WASHINGTON, Oct. 25
12 hours and 1,759 phone calls and e-mail messages later, no other news organization in America has matched the New York Times' historic lede: "I. Lewis Libby Jr., Vice President Dick Cheney's chief of staff, first learned about the C.I.A. officer at the heart of the leak investigation in a conversation with Mr. Cheney weeks before her identity became public in 2003, lawyers involved in the case said Monday." LINK
12 hours and 1,759 phone calls and e-mail messages later, no one has said the story is wrong. 12 hours and 1,759 phone calls and e-mail messages later, no one has figured out if the Times' source was Libby's lawyer, someone within Fitzgerald's office, someone within Cheney's operation, or Cheney's lawyer. (Or someone else.)
(Although we would Note that there is no mention of Cheney's lawyer, Terrence O'Donnell of Williams and Connolly in the Times story. ABC News has been told that Mr. O'Donnell is out of the country currently. Could the Times really not have tried to reach Mr. Cheney's lawyer or not Note that they did try? Any Note reader not familiar with Williams and Connolly's fabled history of last-minute strategic leaking to one single news organization on behalf of political clients needs to spend the day on Nexis.)
(On the other hand, the Gang of 500 is very focused on the specificity of what Libby lawyer Tate would not comment on within the Times story. Some see it as quite different from the usual construction that "he could not be reached" or "would not comment." But the Times story says, "...Mr. Libby's lawyer, Joseph Tate, would not comment on Mr. Libby's legal status." (Italics added by a over-excited Googling monkey.) For some, that makes Tate, quite simply, the Gang's number one suspect.)
12 hours and 1,759 phone calls and e-mail messages later, no one has figured out definitively what motive the Times source(s) had in giving them the story.

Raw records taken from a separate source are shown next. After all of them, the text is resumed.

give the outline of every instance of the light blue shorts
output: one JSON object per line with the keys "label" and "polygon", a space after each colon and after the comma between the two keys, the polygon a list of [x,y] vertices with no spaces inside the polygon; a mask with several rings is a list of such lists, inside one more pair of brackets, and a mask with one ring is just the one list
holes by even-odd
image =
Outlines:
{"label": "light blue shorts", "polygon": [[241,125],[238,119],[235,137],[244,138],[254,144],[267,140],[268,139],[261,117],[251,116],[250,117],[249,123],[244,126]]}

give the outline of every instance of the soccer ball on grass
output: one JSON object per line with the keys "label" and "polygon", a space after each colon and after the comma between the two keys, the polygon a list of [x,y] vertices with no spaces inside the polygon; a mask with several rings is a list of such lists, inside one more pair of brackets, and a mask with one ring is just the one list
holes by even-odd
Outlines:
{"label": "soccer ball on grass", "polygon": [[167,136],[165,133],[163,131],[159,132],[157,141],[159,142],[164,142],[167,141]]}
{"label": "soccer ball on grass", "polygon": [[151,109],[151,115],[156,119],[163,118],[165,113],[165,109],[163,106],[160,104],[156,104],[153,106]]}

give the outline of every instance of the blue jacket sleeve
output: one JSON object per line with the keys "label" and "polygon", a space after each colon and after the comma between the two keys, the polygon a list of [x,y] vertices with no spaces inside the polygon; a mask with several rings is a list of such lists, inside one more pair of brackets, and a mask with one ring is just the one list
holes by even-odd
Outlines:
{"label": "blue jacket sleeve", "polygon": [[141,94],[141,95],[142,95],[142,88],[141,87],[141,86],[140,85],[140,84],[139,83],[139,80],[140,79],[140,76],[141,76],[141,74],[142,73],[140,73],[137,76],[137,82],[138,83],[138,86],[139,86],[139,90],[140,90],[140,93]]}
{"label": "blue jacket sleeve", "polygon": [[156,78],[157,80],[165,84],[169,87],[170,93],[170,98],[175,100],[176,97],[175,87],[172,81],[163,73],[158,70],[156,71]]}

(Although the Gang of 500 has guesses.)
(Libby's lawyer: get it out pre-indictment to soften the blow and try to protect the boss -- although if that was the goal, it doesn't seem to have worked.)
(Someone within Fitzgerald's office: a dissident trying to force a reluctant Fitzgerald into an indictment or a cheerleader trying to build a pre-indictment frenzy.)
(Someone within Cheney's operation: a dissident trying to force a reluctant Fitzgerald into an indictment or a protector trying to shield the boss --although if that was the goal, it doesn't seem to have worked, for now.)
(Cheney's lawyer: get it out pre-indictment to isolate the cancer and throw Scooter from the scooter.)
12 hours and 1,759 phone calls and e-mail messages later, no one has figured out the cosmic significance of Johnston-Stevenson-Jehl byline.
"Notes of the previously undisclosed conversation between Mr. Libby and Mr. Cheney on June 12, 2003, appear to differ from Mr. Libby's testimony to a federal grand jury that he initially learned about the C.I.A. officer, Valerie Wilson, from journalists, the lawyers said."
"The notes (sic), taken by Mr. Libby during the conversation, for the first time place Mr. Cheney in the middle of an effort by the White House to learn about Ms. Wilson's husband, Joseph C. Wilson IV, who was questioning the administration's handling of intelligence about Iraq's nuclear program to justify the war."